Les stratégies israéliennes et iraniennes à l’épreuve de la Syrie
La stratégie israélienne consiste à préserver la liberté de mouvement et d’action de Tsahal dans le Sud Liban et au-delà du plateau du Golan, en territoire syrien. Le Plateau du Golan est un élément éminemment stratégique du dispositif militaire israélien. Il permet de « dominer les hauteurs » entourant le flanc nord-est d’Israël pour constituer une zone tampon. Pour cela Tsahal cherche à empêcher, par des raids ou des frappes, le déploiement et le renforcement de troupes iraniennes ou de leurs supplétifs (le Hezbollah et les milices chiites internationales) et à interdire la constitution de bases iraniennes permanentes en Syrie.
Cependant la stratégie israélienne devient de plus en plus périlleuse face au double jeu russe . Bien qu’il existe une coordination officielle et effective entre Jérusalem et Moscou concernant les frappes russes en Syrie, Vladimir Poutine soutient également le régime de Bachar Al Assad depuis 2015 (en fournissant un appui aérien) et l’Iran (en vendant des systèmes de défense antimissile S-300). Moscou a acquis un poids géopolitique important qu’Israël ne peut négliger.
Le survol du drone constitue une nouvelle confirmation de la forte présence et de l’influence grandissante de l’Iran en Syrie. Le pays est devenu un acteur incontournable du conflit. L’objectif de la République islamique est d’avancer ses pions pour créer une ligne de front contre Israël.
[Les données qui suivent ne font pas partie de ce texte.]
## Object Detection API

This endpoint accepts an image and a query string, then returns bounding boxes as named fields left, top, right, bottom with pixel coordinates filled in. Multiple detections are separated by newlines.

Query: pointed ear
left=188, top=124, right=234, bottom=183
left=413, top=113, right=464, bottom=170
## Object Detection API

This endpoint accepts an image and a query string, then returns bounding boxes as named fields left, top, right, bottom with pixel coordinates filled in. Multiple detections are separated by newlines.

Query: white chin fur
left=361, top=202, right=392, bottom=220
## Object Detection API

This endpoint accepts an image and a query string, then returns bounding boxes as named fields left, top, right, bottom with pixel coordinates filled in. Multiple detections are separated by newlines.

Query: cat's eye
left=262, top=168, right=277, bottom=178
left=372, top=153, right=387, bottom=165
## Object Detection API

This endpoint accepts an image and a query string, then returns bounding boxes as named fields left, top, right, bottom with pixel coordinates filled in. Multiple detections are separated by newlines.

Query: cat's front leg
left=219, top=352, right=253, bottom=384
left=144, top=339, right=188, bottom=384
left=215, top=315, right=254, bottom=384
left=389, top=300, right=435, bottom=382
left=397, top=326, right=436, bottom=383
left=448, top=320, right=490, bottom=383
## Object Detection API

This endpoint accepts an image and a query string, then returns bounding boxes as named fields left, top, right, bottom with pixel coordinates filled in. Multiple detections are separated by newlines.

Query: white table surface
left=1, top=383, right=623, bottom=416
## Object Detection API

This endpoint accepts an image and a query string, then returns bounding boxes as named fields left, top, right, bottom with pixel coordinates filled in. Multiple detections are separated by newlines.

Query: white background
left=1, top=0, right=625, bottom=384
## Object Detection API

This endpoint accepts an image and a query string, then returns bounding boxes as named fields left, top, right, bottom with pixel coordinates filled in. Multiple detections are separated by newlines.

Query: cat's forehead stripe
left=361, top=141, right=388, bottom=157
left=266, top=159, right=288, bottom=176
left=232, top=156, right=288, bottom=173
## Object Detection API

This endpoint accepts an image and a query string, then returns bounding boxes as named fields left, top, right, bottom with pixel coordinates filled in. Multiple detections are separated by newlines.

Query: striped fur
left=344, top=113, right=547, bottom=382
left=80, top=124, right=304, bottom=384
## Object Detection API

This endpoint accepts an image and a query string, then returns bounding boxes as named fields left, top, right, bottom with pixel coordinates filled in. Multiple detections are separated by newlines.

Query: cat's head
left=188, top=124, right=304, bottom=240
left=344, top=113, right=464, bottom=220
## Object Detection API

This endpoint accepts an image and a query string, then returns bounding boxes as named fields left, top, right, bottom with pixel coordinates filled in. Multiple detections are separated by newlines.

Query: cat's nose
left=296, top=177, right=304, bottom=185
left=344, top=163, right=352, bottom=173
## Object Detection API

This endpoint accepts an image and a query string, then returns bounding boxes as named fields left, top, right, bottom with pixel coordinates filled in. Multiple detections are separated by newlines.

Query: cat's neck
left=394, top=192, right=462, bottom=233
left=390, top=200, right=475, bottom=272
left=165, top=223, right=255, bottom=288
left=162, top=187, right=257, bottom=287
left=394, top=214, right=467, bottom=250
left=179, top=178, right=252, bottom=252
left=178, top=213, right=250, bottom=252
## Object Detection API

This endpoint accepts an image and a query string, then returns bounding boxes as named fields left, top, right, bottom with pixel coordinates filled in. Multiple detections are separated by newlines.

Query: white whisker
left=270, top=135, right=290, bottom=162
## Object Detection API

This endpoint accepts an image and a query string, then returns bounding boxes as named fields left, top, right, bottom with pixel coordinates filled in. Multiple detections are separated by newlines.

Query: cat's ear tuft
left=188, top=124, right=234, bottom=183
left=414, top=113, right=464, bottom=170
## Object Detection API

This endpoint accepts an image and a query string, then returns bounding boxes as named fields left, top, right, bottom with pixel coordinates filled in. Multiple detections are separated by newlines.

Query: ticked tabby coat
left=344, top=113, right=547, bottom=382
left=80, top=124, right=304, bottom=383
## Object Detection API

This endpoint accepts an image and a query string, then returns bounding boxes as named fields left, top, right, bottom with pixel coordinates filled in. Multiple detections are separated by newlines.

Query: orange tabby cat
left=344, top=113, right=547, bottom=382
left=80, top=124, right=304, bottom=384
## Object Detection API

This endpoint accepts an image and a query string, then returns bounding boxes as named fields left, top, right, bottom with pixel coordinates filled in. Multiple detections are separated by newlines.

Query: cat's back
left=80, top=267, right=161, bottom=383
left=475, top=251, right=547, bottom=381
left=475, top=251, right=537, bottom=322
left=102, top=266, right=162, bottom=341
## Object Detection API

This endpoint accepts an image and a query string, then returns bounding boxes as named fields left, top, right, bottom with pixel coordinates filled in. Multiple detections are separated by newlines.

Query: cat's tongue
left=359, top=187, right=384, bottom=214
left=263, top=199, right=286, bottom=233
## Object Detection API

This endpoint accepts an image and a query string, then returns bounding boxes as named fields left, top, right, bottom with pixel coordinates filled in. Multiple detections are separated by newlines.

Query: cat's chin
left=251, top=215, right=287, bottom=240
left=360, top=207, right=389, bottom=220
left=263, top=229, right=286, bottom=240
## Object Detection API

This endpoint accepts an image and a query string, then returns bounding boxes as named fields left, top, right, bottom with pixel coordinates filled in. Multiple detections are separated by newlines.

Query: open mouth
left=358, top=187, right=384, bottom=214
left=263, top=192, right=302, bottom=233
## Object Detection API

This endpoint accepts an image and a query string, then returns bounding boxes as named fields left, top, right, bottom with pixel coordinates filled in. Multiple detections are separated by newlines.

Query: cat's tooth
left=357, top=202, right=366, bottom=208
Sa stratégie sert deux buts : renforcer l’axe Iran-Irak-Syrie-Hezbollah, de manière à soutenir ses proxies, et poser des jalons, afin d’obtenir un débouché sur la Méditerranée orientale. Cela permettrait à l’Iran d’étendre son influence dans une zone d’intérêt stratégique.
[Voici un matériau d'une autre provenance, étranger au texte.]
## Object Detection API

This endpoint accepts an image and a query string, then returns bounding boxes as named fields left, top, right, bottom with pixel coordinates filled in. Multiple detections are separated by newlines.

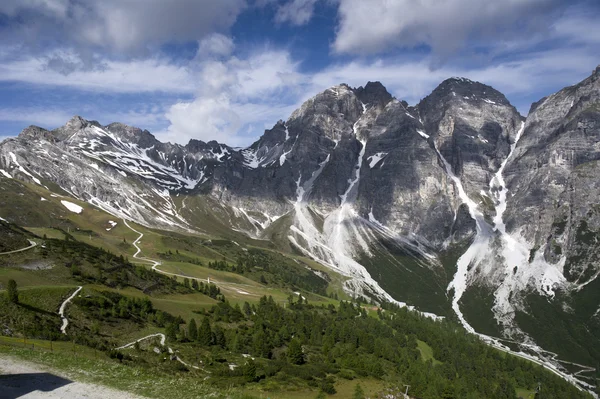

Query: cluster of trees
left=182, top=278, right=223, bottom=301
left=236, top=249, right=328, bottom=295
left=159, top=296, right=592, bottom=398
left=76, top=292, right=154, bottom=321
left=0, top=221, right=29, bottom=252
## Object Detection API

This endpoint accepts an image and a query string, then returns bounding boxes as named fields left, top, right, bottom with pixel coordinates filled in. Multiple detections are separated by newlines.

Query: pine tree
left=214, top=325, right=226, bottom=348
left=165, top=322, right=178, bottom=341
left=188, top=318, right=198, bottom=341
left=243, top=301, right=252, bottom=316
left=7, top=279, right=18, bottom=303
left=198, top=316, right=212, bottom=346
left=287, top=338, right=304, bottom=365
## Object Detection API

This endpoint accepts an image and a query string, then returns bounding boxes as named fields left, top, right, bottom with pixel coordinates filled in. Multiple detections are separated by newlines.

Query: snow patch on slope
left=61, top=200, right=83, bottom=214
left=367, top=152, right=387, bottom=168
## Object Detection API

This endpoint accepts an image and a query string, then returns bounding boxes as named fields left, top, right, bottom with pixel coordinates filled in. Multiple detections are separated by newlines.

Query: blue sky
left=0, top=0, right=599, bottom=146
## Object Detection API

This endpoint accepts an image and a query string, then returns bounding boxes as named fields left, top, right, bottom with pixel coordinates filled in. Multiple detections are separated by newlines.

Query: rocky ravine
left=1, top=68, right=599, bottom=389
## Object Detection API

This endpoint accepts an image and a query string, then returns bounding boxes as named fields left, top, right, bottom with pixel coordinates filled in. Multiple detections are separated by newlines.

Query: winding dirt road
left=58, top=286, right=82, bottom=335
left=0, top=240, right=37, bottom=255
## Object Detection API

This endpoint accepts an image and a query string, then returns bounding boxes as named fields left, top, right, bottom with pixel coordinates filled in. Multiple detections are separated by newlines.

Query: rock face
left=1, top=70, right=600, bottom=378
Israël craint un encerclement de la partie septentrionale de son territoire
Le raid de l’IAF du samedi 10 février démontre la volonté d’Israël de rester ferme vis-à-vis de ses « lignes rouges ». L’état hébreu cherche à éviter l’encerclement et à ne pas se laisser dicter son agenda diplomatique et militaire quand ses intérêts de sécurité sont en jeu. Ce n’est pas la première fois qu’Israël intervient en Syrie. Tsahal a par le passé déjà frappé des convois ou des dépôts d’armes du Hezbollah, transitant par la Syrie, allié de Téhéran et de la Russie. Par ses raids, Israël démontre aux acteurs impliqués dans le conflit syrien que ses capacités de renseignement, de ciblage et d’action restent intacts. Cette situation ne pourra sans doute pas dégénérer en conflit ouvert entre Israël et l’Iran, qui bénéficie du soutien russe. Toutefois, les risques d’un conflit entre Israël et le Hezbollah dans le Sud Liban pourraient être accrus. Le Hezbollah, du fait de sa participation au conflit syrien, dispose aujourd’hui d’un arsenal comme de capacités d’action renforcés. Cela pourrait inciter Israël à intervenir sur sa frontière nord si sa sécurité était en jeu.